L’année suivante, en 1623, une femme d'origine africaine, prénommée Mary, arrive d'Angleterre pour rejoindre la même plantation qu'Antonio. Antonio et Mary se plaisent et se marient. Ils vivront ensemble plus de quarante ans.
Vers 1635, Antonio et Mary sont arrivés tous les deux au terme de leurs contrats. Antonio recouvre la liberté et se voit attribuer des terres comme promis. Il prend le nom de Anthony Johnson. Son nom d’homme libre, Johnson, apparait pour la première fois dans l’acte de vente du veau qu'il achète en 1647.
Ses affaires prospèrent. En 1651, il possède environ 100 hectares et compte cinq employés sous contrat : quatre blancs et un noir, John Casor. En 1653, John Casor, sous contrat depuis des années, estime qu’il est temps que lui soit reconnu le statut d’homme libre. Un fermier voisin de Johnson, Robert Parker, le soutien et l’engage. Johnson prétend au contraire que le contrat n’est pas terminé et il porte l’affaire devant le tribunal de Northampton. Après plusieurs hésitations et volte-faces , en 1655, le tribunal estime que John Casor "appartient" toujours à Anthony Johnson.

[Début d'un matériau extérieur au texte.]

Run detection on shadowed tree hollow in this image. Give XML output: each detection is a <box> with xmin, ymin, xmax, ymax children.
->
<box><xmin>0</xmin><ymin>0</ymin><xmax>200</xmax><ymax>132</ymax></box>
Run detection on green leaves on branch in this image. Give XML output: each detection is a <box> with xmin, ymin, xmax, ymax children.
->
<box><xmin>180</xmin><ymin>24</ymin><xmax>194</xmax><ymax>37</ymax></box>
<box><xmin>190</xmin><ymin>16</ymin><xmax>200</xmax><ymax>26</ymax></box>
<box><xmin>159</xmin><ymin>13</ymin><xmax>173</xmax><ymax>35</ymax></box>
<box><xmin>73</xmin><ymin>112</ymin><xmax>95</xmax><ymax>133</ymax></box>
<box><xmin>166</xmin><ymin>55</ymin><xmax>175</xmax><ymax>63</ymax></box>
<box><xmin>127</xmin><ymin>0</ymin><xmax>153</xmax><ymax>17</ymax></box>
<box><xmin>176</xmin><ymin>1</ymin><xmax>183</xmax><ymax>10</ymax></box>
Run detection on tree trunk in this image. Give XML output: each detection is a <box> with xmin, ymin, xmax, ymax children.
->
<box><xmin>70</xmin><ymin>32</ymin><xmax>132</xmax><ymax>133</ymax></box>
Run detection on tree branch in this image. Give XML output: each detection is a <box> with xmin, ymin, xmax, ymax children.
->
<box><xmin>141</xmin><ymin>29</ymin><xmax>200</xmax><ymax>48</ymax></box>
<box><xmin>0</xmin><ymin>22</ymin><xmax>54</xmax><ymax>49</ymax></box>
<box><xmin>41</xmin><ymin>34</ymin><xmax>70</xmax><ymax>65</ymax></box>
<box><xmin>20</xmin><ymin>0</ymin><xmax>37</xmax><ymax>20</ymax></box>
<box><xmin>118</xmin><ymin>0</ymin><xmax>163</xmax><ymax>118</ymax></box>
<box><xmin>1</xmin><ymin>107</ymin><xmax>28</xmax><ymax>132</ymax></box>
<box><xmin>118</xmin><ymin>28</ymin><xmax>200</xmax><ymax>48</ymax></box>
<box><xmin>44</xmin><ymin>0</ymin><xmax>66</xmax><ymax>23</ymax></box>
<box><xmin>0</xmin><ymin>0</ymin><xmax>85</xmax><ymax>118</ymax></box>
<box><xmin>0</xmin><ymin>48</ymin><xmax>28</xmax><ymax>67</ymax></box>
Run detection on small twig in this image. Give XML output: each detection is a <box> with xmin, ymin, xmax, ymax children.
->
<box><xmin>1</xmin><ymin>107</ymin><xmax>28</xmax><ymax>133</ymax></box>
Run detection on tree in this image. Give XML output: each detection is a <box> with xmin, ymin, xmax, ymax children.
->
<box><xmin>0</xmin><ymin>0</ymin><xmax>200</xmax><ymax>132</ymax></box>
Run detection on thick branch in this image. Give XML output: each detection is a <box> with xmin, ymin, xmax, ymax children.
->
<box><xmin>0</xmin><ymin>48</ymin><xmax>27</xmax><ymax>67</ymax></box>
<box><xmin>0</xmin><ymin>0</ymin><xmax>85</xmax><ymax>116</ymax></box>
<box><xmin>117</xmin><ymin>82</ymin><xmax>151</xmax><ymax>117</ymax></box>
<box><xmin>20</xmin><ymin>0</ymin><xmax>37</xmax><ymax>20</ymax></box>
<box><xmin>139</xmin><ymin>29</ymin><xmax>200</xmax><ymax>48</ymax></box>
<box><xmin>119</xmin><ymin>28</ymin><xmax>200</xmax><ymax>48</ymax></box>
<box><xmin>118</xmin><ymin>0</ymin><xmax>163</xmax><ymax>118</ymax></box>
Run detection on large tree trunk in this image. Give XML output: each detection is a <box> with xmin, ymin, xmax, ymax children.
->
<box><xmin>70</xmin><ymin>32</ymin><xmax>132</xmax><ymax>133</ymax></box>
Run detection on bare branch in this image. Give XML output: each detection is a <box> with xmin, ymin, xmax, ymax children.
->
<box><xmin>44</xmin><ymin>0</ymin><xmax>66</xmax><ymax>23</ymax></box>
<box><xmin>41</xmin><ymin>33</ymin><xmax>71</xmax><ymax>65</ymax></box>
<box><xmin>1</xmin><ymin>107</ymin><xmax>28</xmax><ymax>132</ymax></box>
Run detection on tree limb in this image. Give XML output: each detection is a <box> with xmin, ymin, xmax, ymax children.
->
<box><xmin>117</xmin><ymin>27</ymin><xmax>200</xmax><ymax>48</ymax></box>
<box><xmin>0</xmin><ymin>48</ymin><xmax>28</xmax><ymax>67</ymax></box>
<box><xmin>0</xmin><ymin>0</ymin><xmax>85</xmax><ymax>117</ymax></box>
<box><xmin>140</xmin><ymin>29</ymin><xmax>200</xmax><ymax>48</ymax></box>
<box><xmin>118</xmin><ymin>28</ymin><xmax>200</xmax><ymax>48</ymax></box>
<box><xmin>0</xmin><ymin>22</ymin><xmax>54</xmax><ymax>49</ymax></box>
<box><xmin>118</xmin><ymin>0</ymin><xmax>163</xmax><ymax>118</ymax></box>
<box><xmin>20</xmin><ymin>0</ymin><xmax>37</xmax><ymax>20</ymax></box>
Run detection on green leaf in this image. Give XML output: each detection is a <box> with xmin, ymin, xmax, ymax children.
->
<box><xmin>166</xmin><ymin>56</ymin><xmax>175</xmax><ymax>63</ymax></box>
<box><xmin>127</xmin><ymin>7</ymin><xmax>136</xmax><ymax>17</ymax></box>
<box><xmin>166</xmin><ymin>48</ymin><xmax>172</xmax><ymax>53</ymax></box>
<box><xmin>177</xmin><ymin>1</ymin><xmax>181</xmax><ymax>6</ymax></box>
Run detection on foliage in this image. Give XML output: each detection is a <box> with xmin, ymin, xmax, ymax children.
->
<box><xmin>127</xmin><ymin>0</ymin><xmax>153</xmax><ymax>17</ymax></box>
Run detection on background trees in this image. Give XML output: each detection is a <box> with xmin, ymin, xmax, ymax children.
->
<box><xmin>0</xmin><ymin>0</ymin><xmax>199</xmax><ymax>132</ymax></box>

Robert Parker doit "rendre" John Casor et il est condamné à payer les frais de justice. John Casor n’est d'ailleurs pas le premier, dans les colonies anglaises d’Amérique, à se retrouver malgré réduit à un statut d’esclave, tenu en servitude à vie sans avoir commis aucun crime. Avant lui John Punch, en 1640, un autre serviteur noir sous contrat, avait déjà été condamné, en Virginie, à la servitude à perpétuité en punition de son évasion en 1640. John Casor est toutefois le premier noir à se retrouver en servitude à vie auprès d’un maître afro-américain.
Anthony Johnson, propriétaire de fait d’un esclave noir, va voir ses affaires prospérer encore quelques années. Puis le contexte change. Vers 1660, sous l’influence des planteurs blancs, la Virginie commence d’adopter ses premières lois racistes. Les noirs libres de Virginie sont à présent perçus davantage comme des étrangers que comme des sujets anglais.

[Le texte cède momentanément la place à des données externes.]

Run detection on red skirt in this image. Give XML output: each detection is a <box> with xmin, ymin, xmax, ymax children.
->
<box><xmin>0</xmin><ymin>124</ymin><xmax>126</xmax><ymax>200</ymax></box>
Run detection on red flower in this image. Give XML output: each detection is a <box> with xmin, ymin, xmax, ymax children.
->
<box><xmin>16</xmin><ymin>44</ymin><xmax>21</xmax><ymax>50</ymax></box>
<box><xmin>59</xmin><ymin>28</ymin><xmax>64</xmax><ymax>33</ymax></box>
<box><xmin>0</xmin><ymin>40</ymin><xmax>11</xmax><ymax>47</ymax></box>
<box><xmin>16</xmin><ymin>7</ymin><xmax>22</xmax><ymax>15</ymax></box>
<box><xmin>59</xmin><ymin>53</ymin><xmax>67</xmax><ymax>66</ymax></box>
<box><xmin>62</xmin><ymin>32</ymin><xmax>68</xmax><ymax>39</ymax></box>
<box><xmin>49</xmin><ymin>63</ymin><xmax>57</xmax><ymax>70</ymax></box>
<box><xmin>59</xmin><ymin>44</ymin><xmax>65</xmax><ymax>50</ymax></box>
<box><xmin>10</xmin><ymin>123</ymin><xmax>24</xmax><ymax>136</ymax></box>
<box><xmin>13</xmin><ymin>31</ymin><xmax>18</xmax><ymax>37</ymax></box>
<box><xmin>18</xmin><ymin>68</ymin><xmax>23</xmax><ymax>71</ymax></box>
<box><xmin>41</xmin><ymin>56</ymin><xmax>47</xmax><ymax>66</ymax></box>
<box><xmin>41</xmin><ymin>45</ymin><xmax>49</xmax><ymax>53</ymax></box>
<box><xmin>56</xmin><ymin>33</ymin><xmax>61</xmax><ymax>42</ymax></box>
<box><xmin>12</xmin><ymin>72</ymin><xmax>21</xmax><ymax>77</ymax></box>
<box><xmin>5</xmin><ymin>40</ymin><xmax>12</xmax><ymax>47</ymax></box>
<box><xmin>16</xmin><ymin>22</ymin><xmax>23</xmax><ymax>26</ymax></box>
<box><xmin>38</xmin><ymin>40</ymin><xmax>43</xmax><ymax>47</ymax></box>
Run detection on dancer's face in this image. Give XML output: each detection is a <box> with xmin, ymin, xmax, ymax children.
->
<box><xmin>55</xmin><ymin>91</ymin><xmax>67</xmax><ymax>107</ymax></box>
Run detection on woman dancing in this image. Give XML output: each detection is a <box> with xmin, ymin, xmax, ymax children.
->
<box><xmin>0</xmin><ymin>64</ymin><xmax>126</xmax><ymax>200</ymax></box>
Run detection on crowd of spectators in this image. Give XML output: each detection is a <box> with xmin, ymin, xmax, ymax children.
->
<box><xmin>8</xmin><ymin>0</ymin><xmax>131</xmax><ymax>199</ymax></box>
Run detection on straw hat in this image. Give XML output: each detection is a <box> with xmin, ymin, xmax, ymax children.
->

Anthony Johnson quitte alors la Virginie et s’installe avec sa famille dans le comté de Somerset, dans le Maryland, où il négocie un bail emphytéotique pour une grande propriété de 120 hectares. Johnson va y développer une belle plantation de tabac. À sa mort, en 1670, la propriété ne va cependant pas à ses enfants mais à un planteur blanc. Le juge chargé de liquider la succession considère que Johnson n’est pas un citoyen de la colonie du fait qu’il est noir. En 1672, sa veuve Mary ne laisse que quelques vaches en héritage. En 1677, John Jr., un des petits-fils d’Anthony et Mary, arrive malgré tout à achèter une exploitation de 18 hectares qu’il baptise Angola. Il meurt sans enfants en 1730. C’est la dernière trace connue d'un membre de la famille Johnson.
Anthony Johnston
né vers 1600, décédé en 1670
L'esclavage fait des monstres.
Giacomo Casanova
Histoire thématique
l’indenture : une pratique dévoyée par les planteurs
Au XVIIe siècle, la grande majorité des Africains vivant en Amérique du nord ne savaient ni lire ni écrire. Bien souvent ils ne maîtrisaient même pas la langue anglaise. Dans ces conditions, il était facile pour les planteurs de réduire en esclavage leurs travailleurs noirs en refusant de reconnaître leur droit à être libéré à la fin de leurs contrats.